Solved: Help with Regex please

smith_john · ‎08-18-2017

Hi,

I'm very new to Regex, in fact I'm very new to ABAP altogether 🙂

I'm trying to figure out why I have a difference in my result when I use this piece of code vs when I use the Regex Toy.

What I'm trying to do is replace the digits after the last "."

My Regex is [^.]*$ for the text 'DV-102.1.1' replace with 2

Regex toy gives me the correct answer.... DV-102.1.2

with this snippet of ABAP code however it doesn't... it gives me DV-2

REPORT znw_regex_play.

        DATA lv_count TYPE i value 1.
        DATA(lv_new_wbs_no) = lv_count + 1.
        DATA(lv_val) = 'DV-102.1.1'.
        
SPLIT lv_val AT match( val   = lv_val
                       regex = '[^.]*$' ) INTO DATA(lv_wbs_part1) DATA(lv_wbs_part2).
     
lv_val   = lv_wbs_part1 && lv_new_wbs_no .

        write: lv_val.

Can anyone tell me where I've gone wrong?

thanks.

Sandra_Rossi · ‎08-19-2017

DEMO_REGEX_TOY (find regex) and match, work identically. With regex [^.]*$ applied to 'DV-102.1.1' they both return "1".

Your issue is only with the SPLIT, because SPLIT 'DV-102.1.1' AT '1' INTO part1 part2 gives the 2 segments 'DV-' and '02.1.1'.

There are many ways to do what you want. I would opt for

REPLACE REGEX '[^.]*$' IN lv_val WITH lv_new_wbs_no.

or

lv_val = replace( val = lv_val regex = '[^.]*$' with = lv_new_wbs_no ).

pokrakam · ‎08-18-2017

Two problems:

The "." means match a single character. So to find a real "." you have to escape it using the backslash:

[^\.]*$

Secondly, I think your code won't replace the last one.
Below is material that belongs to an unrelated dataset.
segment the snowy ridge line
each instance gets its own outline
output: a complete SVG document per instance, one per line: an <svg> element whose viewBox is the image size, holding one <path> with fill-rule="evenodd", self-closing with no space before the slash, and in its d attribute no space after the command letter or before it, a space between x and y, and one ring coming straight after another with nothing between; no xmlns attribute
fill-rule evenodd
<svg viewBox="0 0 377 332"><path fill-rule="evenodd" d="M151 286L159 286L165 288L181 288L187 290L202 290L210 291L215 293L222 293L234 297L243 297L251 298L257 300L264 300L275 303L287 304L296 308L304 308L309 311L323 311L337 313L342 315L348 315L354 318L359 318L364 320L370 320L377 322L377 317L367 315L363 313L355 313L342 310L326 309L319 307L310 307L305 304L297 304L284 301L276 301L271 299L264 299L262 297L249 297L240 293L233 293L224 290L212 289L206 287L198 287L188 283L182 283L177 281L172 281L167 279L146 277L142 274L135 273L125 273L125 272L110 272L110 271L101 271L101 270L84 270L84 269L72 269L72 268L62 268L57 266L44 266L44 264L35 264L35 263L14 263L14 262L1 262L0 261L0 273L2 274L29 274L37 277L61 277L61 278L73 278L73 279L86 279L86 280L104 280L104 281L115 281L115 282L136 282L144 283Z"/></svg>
It looks like it will find the last "1" using the regex and then match the first "1" on the replace portion.

A straight regex alternative is to do two matches up to and after the last "." and increment the second match by 1:

mystr = `1.1.1.1.1`. 
mystr = |{ match( val = mystr regex = `.*\.` }| &&
        |{ conv i( match( val = mystr regex = `[^\.]+$` ) + 1 }|.
"Result: 1.1.1.1.2

Sandra_Rossi · ‎08-19-2017

It's a good habit to always escape special characters, but for value sets (inside [...]) only the following characters \ [ ] (as far as I know) are considered to be special characters and need to be escaped.
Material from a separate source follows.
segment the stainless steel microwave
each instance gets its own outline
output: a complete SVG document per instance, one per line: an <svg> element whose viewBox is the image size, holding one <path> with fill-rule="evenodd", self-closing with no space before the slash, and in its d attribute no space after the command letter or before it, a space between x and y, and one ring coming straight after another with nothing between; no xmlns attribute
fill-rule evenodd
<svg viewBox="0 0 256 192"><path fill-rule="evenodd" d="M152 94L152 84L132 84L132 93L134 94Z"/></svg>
Sandra_Rossi · ‎08-19-2017

DEMO_REGEX_TOY (find regex) and match, work identically. With regex [^.]*$ applied to 'DV-102.1.1' they both return "1".
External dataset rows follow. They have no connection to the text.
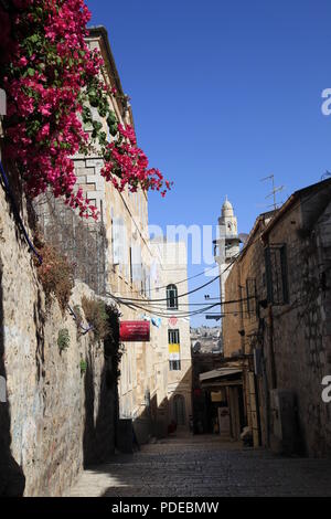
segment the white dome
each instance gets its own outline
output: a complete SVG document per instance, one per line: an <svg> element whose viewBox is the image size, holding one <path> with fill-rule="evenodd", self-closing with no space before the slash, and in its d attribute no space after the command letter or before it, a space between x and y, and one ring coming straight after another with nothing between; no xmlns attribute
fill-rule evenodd
<svg viewBox="0 0 331 519"><path fill-rule="evenodd" d="M223 216L233 216L234 215L232 203L227 200L227 197L225 199L225 202L222 205L222 214L223 214Z"/></svg>

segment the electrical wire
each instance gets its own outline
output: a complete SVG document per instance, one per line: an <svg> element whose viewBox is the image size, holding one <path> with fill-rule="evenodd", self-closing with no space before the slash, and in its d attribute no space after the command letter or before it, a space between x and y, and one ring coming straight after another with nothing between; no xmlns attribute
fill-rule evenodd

Your issue is only with the SPLIT, because SPLIT 'DV-102.1.1' AT '1' INTO part1 part2 gives the 2 segments 'DV-' and '02.1.1'.

There are many ways to do what you want. I would opt for

REPLACE REGEX '[^.]*$' IN lv_val WITH lv_new_wbs_no.

or

lv_val = replace( val = lv_val regex = '[^.]*$' with = lv_new_wbs_no ).

pokrakam · ‎08-19-2017

Very interesting, I learnt something.

So, the replace command is position-aware when using regex. I thought regex behaved as a match criteria. So the first two were equivalent in my understanding up to now:

    DATA(mystr) = `10.10.10`.

    WRITE : / replace( val   = mystr
                       regex = `[^.]*$`  "finds `10`
                       with  = `99` ).   "10.10.99  << Position aware

    WRITE : / replace( val  = mystr
                       sub  = `10`
                       with = `99` ).    "99.10.10  << Simple match

    WRITE : / replace( val  = mystr
                       sub  = match( val = mystr regex = `[^.]*$` ) "finds `10`
                       with = `99` ).    "99.10.10   <<<< OP's issue

    "And just for fun:
    WRITE : / replace( val   = `10.10.10` 
                       regex = `([0-9]+)\.([0-9]+)\.([0-9]+)` 
                       with  = `$1.99.$3` ). "10.99.10

So the OP's scenario was the equivalent of my third example.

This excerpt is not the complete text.